January is my least favorite month. The Holiday high comes to a screeching halt and all of a sudden you are back at work, with even more on your plate than last year. New projects, new resolutions, new goals—it can all become very overwhelming, very fast.
On top of the added stress, it’s cold and dark; two factors that make you want to do nothing all day!
When you get to this point, it’s important to stop… (although it’s hard)…and take a minute to center yourself.
Centering refers to both your mental and physical state. It’s a learned practice that can help one calm emotions and thoughts, and slow breathing, to a point in which you can ‘feel’ a lot more going on around and inside you. One becomes more aware and alert to the present moment, while at the same time relaxed, and calm.
Centering provides a new starting point from which you can attack the day with increased clarity and strength.
Centering is most helpful when life becomes a whirlwind; when you can’t even remember your daily routine because your mind is at capacity with extraneous thoughts and to-do’s.
So, here’s a simple way to center, to regain a sense of self and emotional stability, even on the toughest of days.

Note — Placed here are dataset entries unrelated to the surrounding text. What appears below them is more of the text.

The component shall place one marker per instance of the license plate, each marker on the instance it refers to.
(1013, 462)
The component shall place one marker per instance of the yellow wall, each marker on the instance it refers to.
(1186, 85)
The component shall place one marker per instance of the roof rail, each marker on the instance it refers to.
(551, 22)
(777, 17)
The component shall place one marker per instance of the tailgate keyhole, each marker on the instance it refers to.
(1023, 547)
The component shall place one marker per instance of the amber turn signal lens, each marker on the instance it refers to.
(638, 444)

Take a comfortable seated position in a place that you know well; a comfortable spot on the couch or bed
Let yourself settle into your body and your mind by closing your eyes, sitting still, and breathing deeply
Try to let go of thoughts and clear the mind of its usual considerations. Sometimes it’s helpful to focus your mind on a mental image such as: a specific color or object.
Focus your attention on the feeling of being you. Who are you? How does it feel to be you in this moment? What is it that makes you, you?

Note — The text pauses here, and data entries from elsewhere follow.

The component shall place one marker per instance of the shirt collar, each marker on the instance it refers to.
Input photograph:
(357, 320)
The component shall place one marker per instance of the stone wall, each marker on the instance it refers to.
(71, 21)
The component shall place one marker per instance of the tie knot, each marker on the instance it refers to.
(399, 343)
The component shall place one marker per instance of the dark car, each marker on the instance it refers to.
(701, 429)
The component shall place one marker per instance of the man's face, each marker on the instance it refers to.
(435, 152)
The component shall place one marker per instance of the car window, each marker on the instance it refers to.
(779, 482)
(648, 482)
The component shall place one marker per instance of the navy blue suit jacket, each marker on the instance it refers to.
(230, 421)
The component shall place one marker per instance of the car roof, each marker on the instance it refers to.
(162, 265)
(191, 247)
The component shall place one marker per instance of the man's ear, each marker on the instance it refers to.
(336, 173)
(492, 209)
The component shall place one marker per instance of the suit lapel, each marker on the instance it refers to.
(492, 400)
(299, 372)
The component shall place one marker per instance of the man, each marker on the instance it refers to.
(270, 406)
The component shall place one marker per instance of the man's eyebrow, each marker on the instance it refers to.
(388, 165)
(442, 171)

This exercise can be continued for as long as desired. Usually, a good 5-10 minutes is enough to calm your mind and body, and open your eyes with a fresh sense of reality. Yet, it is a difficult exercise as it requires the individual to focus on the self, which not many find enjoyable.
If you are having trouble staying in your own head, try practicing it a few times in shorter bouts. Focus on your breathing and how it feels to sit still. Once you can calm your body, it’s easier to access your thoughts.
The goal of self-inquiry centering is to be aware of yourself and to bring awareness to the source of all that you are. It can be so easy to get lost in everyday tasks and distractions, especially in the January rush.
Take care of yourself, by taking time for yourself.
Don’t let what you do get the best of who you are.